Why some people escape sickle cell pain forever

The baby hemoglobin that keeps working miracles for life
sickle cell
Photo credit: shutterstock.com/luchschenF

You might have wondered why some people with sickle cell disease seem to live relatively normal lives while others spend half their time in the hospital writhing in agony from pain crises. It’s the same genetic condition, the same fundamental problem with their hemoglobin, yet their experiences couldn’t be more different. One person might have monthly trips to the emergency room for unbearable pain, while another with the exact same diagnosis rarely has symptoms that interfere with their daily life.

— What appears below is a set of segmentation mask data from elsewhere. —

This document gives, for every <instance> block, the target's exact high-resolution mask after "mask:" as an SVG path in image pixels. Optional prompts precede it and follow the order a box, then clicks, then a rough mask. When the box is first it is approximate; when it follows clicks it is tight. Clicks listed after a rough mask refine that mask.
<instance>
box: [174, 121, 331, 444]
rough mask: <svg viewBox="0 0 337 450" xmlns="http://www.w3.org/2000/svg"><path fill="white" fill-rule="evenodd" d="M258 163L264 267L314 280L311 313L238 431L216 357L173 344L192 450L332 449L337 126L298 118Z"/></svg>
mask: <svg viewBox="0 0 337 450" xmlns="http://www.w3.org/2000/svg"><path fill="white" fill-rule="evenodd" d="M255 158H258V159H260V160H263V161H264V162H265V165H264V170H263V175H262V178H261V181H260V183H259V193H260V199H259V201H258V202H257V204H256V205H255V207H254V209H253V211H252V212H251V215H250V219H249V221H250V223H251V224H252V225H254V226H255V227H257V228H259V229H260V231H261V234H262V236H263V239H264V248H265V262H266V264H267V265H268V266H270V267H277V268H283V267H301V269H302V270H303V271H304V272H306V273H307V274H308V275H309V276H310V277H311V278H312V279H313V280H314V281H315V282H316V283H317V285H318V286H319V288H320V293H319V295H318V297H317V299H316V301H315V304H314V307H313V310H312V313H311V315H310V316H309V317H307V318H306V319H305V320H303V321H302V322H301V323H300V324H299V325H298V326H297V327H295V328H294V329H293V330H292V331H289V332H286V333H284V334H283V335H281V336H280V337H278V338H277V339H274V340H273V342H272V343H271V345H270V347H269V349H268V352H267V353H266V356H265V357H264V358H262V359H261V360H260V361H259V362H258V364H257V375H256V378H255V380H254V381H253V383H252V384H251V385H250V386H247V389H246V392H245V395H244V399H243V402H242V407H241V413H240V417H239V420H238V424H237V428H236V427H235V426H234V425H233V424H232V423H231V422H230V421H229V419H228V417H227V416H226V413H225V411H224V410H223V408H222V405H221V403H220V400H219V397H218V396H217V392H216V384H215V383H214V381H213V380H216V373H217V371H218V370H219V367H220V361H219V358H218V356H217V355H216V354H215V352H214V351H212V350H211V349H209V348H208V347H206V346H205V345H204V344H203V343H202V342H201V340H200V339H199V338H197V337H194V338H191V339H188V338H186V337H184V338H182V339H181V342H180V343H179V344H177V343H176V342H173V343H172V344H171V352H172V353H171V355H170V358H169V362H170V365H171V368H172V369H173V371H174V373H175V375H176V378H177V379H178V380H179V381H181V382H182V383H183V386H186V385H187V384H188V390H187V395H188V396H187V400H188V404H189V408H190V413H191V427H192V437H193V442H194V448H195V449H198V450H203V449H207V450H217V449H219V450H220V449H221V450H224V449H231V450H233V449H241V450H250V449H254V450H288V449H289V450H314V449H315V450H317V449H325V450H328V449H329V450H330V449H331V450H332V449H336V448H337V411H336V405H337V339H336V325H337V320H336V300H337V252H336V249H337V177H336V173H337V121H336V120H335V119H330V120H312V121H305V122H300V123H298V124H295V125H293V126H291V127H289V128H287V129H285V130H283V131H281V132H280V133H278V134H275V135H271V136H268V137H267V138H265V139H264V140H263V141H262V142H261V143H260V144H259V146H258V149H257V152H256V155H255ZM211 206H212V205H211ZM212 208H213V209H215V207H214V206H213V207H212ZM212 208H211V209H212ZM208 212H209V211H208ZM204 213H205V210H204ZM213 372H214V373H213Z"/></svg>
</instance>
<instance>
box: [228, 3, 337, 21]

The answer to this medical mystery isn’t about different treatments, better doctors, or lifestyle choices. It’s about a fascinating genetic quirk that allows some people to keep producing the special type of hemoglobin they had as babies, long after their bodies were supposed to switch over to making adult hemoglobin exclusively. This seemingly simple difference can transform sickle cell disease from a life-destroying condition into something manageable.


Understanding this natural protection mechanism is revolutionizing how doctors think about treating sickle cell disease and opening up incredible possibilities for giving everyone the same genetic advantages that some lucky people are born with. It’s like discovering that some people have a built-in shield against their own condition, and now scientists are trying to figure out how to give that same shield to everyone who needs it.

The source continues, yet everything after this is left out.